# Why cats and packing peanuts don't go together



## Gracie's Mom (Dec 16, 2003)

<<)) Poor Gracie was playing with my ferrets this evening-when the ferret dived into his box of packing peanuts to get away, Gracie went in after him, and I about died laughing :lol: I think these pictures will tell the story
















This was taken 45 minutes after the mishap :lol:








And what did my house look like afterwards you ask?









Poor Gracie is still mad at me for laughing at her little mishap :lol: If I'd known I'd get so much entertainment out of packing peanuts, I would have left that box out long ago :lol:


----------



## marijun (Nov 24, 2003)

lol


----------



## kitkat (Sep 22, 2003)

Omg, hilarious! How did the peanuts stick to her fur? :lol:


----------



## Gracie's Mom (Dec 16, 2003)

Static cling :lol: One of the disadvantages to having longer hair LOL


----------



## queen of the nile (Aug 16, 2003)

OMG, I have got to try that with my longhaired cat! Gracie's mom, don't you feel bad for wounding her dignity! :lol:


----------



## tio (Dec 18, 2003)

I feel s...c...a...r...y


----------



## Heather102180 (Nov 19, 2003)

I had a cat that looked just like that, we named her Scruffy because she was a stray at the time and hot very scruffy long fur.
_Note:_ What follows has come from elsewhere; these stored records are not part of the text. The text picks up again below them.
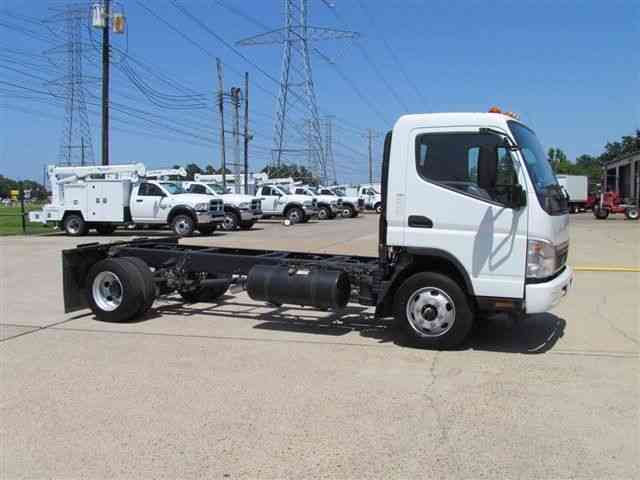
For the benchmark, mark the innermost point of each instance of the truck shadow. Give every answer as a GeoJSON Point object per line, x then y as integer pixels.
{"type": "Point", "coordinates": [534, 334]}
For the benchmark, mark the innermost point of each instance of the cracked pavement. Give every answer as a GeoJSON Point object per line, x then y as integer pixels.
{"type": "Point", "coordinates": [243, 390]}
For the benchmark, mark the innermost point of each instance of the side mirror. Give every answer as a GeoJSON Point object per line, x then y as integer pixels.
{"type": "Point", "coordinates": [517, 197]}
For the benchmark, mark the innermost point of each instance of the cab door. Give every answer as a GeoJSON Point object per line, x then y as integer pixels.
{"type": "Point", "coordinates": [145, 206]}
{"type": "Point", "coordinates": [459, 187]}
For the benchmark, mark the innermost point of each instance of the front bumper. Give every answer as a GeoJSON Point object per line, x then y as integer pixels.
{"type": "Point", "coordinates": [541, 297]}
{"type": "Point", "coordinates": [205, 218]}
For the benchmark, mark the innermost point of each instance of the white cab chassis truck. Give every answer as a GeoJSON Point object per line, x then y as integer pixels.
{"type": "Point", "coordinates": [329, 205]}
{"type": "Point", "coordinates": [473, 222]}
{"type": "Point", "coordinates": [240, 211]}
{"type": "Point", "coordinates": [279, 201]}
{"type": "Point", "coordinates": [104, 197]}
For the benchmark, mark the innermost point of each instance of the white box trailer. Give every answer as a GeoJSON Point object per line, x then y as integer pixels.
{"type": "Point", "coordinates": [577, 187]}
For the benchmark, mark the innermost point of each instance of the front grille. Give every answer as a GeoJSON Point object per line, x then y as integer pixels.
{"type": "Point", "coordinates": [216, 205]}
{"type": "Point", "coordinates": [562, 253]}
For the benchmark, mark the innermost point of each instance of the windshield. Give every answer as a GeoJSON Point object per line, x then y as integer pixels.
{"type": "Point", "coordinates": [172, 188]}
{"type": "Point", "coordinates": [216, 188]}
{"type": "Point", "coordinates": [548, 191]}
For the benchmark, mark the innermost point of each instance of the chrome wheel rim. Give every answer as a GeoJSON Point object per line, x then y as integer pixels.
{"type": "Point", "coordinates": [107, 291]}
{"type": "Point", "coordinates": [73, 226]}
{"type": "Point", "coordinates": [431, 312]}
{"type": "Point", "coordinates": [183, 226]}
{"type": "Point", "coordinates": [229, 222]}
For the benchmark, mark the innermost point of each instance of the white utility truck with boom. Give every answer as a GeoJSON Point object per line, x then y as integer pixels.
{"type": "Point", "coordinates": [104, 197]}
{"type": "Point", "coordinates": [473, 222]}
{"type": "Point", "coordinates": [240, 211]}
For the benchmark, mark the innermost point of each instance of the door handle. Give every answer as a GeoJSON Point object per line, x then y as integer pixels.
{"type": "Point", "coordinates": [418, 221]}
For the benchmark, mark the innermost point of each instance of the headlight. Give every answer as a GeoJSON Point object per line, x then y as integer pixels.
{"type": "Point", "coordinates": [541, 259]}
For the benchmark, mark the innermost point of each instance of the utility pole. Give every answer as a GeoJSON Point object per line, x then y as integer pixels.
{"type": "Point", "coordinates": [221, 108]}
{"type": "Point", "coordinates": [105, 83]}
{"type": "Point", "coordinates": [370, 135]}
{"type": "Point", "coordinates": [246, 133]}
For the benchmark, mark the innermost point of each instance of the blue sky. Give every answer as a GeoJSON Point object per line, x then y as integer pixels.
{"type": "Point", "coordinates": [569, 68]}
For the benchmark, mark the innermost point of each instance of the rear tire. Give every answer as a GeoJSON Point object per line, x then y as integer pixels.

Hilarious pics!!!


----------



## Gracie's Mom (Dec 16, 2003)

Well, she did it to herself-and she'll no doubt get even with me when I'm least expecting it :lol: She always does-she loves to do "sneak attacks" when we're not expecting her! 

Gracie was a stray, too. She just showed up on our doorstep. My neighbor says she thinks she saw someone dump her, but nobody knows for sure-but I don't really care how she got here, I'm just glad she IS here!!


----------



## xplictik (Jan 10, 2004)

i hope you made sure she didnt eat any of them, styrofoam = bad


----------



## kungfukitty (Dec 5, 2003)

Too funny! We've had our own peanut mishaps.


----------



## Gracie's Mom (Dec 16, 2003)

xplictik said:


> i hope you made sure she didnt eat any of them, styrofoam = bad


Yes, of course! I brushed her out as soon as she wasn't steamed at me to get all the little bits out of her hair-but it made her hair all poofy :lol: Poor Gracie will avoid the styrofoam box like the plague in the future!


----------



## Jeanie (Jun 18, 2003)

That looked all too familiar! My cats discovered them a few years ago and there were peanuts everywhere. Now most of my packages come packed in air filled plastic. Thank goodness. What a mess I had. Of course the cats had a great time. Now, when I get an occasional box with peanuts, it is closed tightly immediately! :!:


----------



## Kimmyboo (Dec 29, 2003)

LOL that is toooo funny. Hahahahahahahaha


----------



## kristi (Sep 19, 2003)

Too funny!


----------



## Kitty (Dec 16, 2002)

LOL!!!!


----------



## Gracie's Mom (Dec 16, 2003)

Thanks! Gracie learned her lesson I think-she won't go within 4 feet of the peanut box now :rofl


----------



## kittygirl04 (Jul 8, 2003)

You should have recorded that one--you could have sent it to America's Funniest Videos and won some money!!!! That was great, thanks for sharing!!!!


----------



## Lori (Jun 8, 2003)

Very funny! I am sure Gracie was totally offfended to be laughed at, cats think they are too dignified ever to do something so silly. Velvet is mad for hours if I have the awful nerve to laugh at her! :roll: :lol:


----------



## Jeanie (Jun 18, 2003)

I think this was mentioned a while ago, but did you notice that when cats do something clumsy, and are embarrassed, they start bathing themselves? Precious wanted to get some heavy duty petting yesterday on the love seat. Well, she rolled over and over and started to fall off. I'm glad I had just clipped her nails, because she caught herself, looked at me, and immediately sat up and started bathing! I didn't laugh, promise! But I know she was shocked that her dignity got bruised--nothing else though.


----------



## Gracie's Mom (Dec 16, 2003)

I have noticed that :lol: I've also noticed that once some cats eat, their tounges won't stop moving until they stop and take a bath


----------



## mismodliz (Dec 5, 2003)

Stephen --

"I don't know why you are looking at me. I'm not going to do anything, honest!!" :twisted:


----------



## Jeanie (Jun 18, 2003)

Stephen, I hope you had your paws crossed when you said that! :roll:


----------



## kitkat (Sep 22, 2003)

Stephen looks like my Sugar! :lol:


----------



## CATTYBIRD (Jan 24, 2004)

Gracie'smom, Gracie looks like my Kitts, sans packing peanuts, of course! :lol:


----------



## Gracie's Mom (Dec 16, 2003)

Cool! I've always loved the diluted calicos-but I never imagined one would just be dumped on me like Gracie was-but I'm so glad those jerks couldn't appreciate her! I'll love her until she's an old febal lady and I have to send her over the bridge.


----------